By Meredith Schneider
With tattoos becoming less and less taboo, and personal information getting more and more accessible, it was only a matter of time before the QR code tattoo – a tattoo containing digital information about its wearer – came into being. But these information-embedded tattoos aren’t simply for fashion – they’re actually giving tattoos a greater societal purpose.
Scientists are in the process of developing a temporary tattoo that contains microchips that aid in the monitoring of health. Gone will be the days when bulky sensors and devices are necessary to monitor heart rate, membrane excretions, and other health variables. The tattoos stay in place during rigorous activity, and have been said to have more staying power than your average temporary tattoo. They have been tested to stay on the skin for as long as two weeks.
The small sensor concealed in the tattoos was invented by researchers at University of California San Diego. The sensor is encased in a slender, malleable tattoo transfer, and comes in a variety of designs. The microchips contain a variety of sensing materials, so the tattoos can detect sweat factors that might be valuable to researchers in cosmetology and medicine.
UC San Diego. Photo courtesy of UCSD.
“The original work used thin, stretchable ribbon connectors that laminate (reversibly) onto one edge of the device for external connection during data extraction,” explains Professor John A. Rogers of the University of Illinois, who has also been studying this technology. “The most recent results incorporate wireless data transmission. We expect to publish the latest sometime in the next few months.”
Former college athlete Jeff Cunningham, 23, of Kansas City backs the idea of the tattoos for the advancement in athletics research. “I think it is a good idea,” he says. “I think it could be a step in making athletes safer during training and games by helping the trainers understand what the athlete’s body is going through during those times of extreme distress.”

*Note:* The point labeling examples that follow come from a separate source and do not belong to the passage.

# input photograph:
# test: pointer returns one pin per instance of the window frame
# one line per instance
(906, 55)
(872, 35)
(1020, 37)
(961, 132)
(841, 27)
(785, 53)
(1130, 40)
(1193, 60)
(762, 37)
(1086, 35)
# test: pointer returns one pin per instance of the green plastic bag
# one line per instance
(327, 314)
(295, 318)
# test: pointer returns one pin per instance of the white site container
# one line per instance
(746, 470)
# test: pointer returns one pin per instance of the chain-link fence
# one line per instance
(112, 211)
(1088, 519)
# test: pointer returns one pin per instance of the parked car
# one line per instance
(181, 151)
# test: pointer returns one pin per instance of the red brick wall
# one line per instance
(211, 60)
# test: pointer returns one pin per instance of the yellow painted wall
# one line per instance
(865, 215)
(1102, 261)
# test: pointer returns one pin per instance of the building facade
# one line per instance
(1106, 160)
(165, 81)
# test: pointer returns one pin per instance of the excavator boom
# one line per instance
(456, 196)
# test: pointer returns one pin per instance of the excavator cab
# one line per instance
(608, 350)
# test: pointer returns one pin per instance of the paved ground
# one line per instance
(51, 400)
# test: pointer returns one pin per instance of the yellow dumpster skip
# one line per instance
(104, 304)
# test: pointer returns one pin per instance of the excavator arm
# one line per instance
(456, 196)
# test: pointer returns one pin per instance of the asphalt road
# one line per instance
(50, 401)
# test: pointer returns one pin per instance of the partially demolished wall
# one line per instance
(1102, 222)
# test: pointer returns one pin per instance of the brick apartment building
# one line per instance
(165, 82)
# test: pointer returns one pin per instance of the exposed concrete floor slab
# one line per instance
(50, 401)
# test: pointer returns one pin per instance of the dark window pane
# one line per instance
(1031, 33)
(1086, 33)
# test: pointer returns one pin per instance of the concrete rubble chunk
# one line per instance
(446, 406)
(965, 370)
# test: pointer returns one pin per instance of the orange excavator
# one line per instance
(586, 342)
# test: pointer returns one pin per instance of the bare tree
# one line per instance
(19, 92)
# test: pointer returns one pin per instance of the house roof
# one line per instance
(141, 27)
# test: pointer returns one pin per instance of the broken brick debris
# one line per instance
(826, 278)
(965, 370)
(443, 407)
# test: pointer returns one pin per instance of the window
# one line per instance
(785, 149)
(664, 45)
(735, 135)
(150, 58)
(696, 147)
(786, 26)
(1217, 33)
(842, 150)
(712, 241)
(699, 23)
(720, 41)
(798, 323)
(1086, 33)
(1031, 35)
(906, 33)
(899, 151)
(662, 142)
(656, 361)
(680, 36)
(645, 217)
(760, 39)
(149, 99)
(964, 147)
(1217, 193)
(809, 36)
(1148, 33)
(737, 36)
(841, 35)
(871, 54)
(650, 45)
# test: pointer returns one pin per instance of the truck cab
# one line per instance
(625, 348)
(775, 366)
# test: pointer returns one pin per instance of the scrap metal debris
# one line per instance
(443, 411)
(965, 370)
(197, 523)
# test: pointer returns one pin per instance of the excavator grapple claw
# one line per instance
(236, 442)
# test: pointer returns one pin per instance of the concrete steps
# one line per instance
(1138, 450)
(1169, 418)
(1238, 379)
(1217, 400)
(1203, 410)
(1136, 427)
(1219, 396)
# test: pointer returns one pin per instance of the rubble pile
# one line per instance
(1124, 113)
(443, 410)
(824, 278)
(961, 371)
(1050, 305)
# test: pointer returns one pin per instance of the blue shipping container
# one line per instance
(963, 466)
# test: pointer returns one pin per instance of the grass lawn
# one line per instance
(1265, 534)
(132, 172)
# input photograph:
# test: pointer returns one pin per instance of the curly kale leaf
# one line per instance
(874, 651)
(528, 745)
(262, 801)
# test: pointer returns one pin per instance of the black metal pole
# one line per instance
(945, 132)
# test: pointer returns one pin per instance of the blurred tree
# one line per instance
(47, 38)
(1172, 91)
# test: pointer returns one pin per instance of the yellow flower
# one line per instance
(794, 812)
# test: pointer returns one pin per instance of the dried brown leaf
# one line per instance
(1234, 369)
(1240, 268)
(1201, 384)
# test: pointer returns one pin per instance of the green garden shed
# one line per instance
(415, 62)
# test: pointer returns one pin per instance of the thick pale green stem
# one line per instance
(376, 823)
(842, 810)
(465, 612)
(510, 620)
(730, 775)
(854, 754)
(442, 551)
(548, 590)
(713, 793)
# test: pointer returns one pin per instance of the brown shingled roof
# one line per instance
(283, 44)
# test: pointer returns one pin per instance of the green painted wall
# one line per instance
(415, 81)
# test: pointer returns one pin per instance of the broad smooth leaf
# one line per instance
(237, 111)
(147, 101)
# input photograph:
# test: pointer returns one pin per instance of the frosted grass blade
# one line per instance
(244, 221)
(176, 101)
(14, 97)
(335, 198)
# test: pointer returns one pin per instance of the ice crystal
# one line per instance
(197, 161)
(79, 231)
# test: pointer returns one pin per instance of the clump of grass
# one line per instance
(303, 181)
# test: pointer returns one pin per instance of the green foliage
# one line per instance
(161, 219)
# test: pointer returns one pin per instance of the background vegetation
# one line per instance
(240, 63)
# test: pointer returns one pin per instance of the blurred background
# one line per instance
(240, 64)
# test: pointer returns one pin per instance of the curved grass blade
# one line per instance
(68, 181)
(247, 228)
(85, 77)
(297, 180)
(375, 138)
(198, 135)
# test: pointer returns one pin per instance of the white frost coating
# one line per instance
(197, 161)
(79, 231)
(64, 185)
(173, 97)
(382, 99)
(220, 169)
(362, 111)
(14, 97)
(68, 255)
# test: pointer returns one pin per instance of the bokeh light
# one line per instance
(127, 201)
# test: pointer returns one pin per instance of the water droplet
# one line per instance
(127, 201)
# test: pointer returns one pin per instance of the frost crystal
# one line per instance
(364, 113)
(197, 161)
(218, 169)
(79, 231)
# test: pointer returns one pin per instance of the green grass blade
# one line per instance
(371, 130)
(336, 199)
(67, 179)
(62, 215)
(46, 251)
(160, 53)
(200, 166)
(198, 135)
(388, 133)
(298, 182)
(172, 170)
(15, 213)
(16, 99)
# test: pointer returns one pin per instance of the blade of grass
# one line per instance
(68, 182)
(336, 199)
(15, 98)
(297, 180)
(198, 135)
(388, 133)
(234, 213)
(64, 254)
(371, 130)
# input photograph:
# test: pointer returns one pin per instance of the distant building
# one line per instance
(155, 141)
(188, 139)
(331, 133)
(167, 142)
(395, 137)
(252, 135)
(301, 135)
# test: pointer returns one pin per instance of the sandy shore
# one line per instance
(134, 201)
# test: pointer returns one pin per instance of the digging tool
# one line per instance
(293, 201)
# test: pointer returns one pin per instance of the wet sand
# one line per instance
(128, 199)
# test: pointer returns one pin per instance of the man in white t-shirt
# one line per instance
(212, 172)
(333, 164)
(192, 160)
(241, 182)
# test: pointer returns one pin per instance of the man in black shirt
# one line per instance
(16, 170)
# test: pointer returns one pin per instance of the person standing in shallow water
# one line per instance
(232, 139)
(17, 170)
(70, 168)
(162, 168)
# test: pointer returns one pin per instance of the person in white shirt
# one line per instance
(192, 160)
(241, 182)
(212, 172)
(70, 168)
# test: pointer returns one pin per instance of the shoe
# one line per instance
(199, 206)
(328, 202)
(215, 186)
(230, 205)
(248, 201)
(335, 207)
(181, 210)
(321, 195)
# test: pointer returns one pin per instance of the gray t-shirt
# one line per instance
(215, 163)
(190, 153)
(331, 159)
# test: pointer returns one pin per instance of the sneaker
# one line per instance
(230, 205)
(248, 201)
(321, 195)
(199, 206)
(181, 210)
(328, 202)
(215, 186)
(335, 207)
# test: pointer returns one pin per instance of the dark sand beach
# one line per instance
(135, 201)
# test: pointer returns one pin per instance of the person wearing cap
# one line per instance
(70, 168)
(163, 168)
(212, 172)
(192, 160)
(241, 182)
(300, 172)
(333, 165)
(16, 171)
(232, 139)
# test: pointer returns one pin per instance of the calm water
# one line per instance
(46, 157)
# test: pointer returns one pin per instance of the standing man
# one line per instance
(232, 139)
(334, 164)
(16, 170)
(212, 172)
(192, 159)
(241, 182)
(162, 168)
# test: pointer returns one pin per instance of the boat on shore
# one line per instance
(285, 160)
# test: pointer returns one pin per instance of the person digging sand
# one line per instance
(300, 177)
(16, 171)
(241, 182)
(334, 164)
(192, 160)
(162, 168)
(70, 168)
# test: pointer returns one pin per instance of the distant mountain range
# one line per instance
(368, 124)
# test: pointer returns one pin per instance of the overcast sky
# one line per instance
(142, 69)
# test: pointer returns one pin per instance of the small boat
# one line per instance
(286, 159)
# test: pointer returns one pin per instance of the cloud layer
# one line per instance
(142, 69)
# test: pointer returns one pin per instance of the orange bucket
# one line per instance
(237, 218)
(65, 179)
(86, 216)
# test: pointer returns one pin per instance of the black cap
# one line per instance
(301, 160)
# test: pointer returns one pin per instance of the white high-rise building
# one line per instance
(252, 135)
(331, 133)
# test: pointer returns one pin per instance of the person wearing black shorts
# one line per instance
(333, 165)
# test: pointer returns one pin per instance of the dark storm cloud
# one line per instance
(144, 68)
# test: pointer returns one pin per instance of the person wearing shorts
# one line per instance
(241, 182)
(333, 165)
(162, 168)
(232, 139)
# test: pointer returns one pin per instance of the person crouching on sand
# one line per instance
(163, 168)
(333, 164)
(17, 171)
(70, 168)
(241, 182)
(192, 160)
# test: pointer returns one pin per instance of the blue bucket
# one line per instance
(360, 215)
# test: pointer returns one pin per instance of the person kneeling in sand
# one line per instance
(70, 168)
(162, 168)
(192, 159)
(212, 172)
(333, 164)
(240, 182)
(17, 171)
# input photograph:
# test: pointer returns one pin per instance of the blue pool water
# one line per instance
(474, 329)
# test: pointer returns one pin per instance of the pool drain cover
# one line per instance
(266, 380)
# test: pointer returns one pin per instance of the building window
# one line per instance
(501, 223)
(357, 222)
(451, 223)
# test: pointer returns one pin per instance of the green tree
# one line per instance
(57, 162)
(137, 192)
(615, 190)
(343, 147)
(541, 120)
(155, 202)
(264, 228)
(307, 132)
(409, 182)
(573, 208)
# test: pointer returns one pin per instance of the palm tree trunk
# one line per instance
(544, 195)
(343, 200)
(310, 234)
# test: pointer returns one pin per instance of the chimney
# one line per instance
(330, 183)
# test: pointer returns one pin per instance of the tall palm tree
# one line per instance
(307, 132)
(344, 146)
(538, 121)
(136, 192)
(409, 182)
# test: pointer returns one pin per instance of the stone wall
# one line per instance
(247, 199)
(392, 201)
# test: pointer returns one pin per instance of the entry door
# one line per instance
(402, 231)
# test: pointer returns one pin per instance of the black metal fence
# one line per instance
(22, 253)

Not only will the tattoos be of assistance to athletes and their trainers, but they could help doctors to monitor their patients’ ailments for extended periods of time. Instead of keeping patients for overnight stays, studies, or basing their charts off of tests run in controlled lab environments, this could allow doctors to see how patients react physically in the real world. Variations of these tattoos have also been used to monitor brain waves and could be helpful in understanding patients with debilitating diseases.
“I would personally like a tattoo that was much smaller and [had] less of a design so it could be hidden better,” admits Cunningham. “But I think it is a good idea and worth testing and researching more.”
Dancer Stesha Moore-Pavich, 23, of San Diego won’t let herself get too excited about the product just yet. “Well, first you have to recognize it will only revolutionize [modern medicine] if you can get it cheap enough for the people.” It might be a while before these tattoos are available to the public, but researchers are not slowing down the process.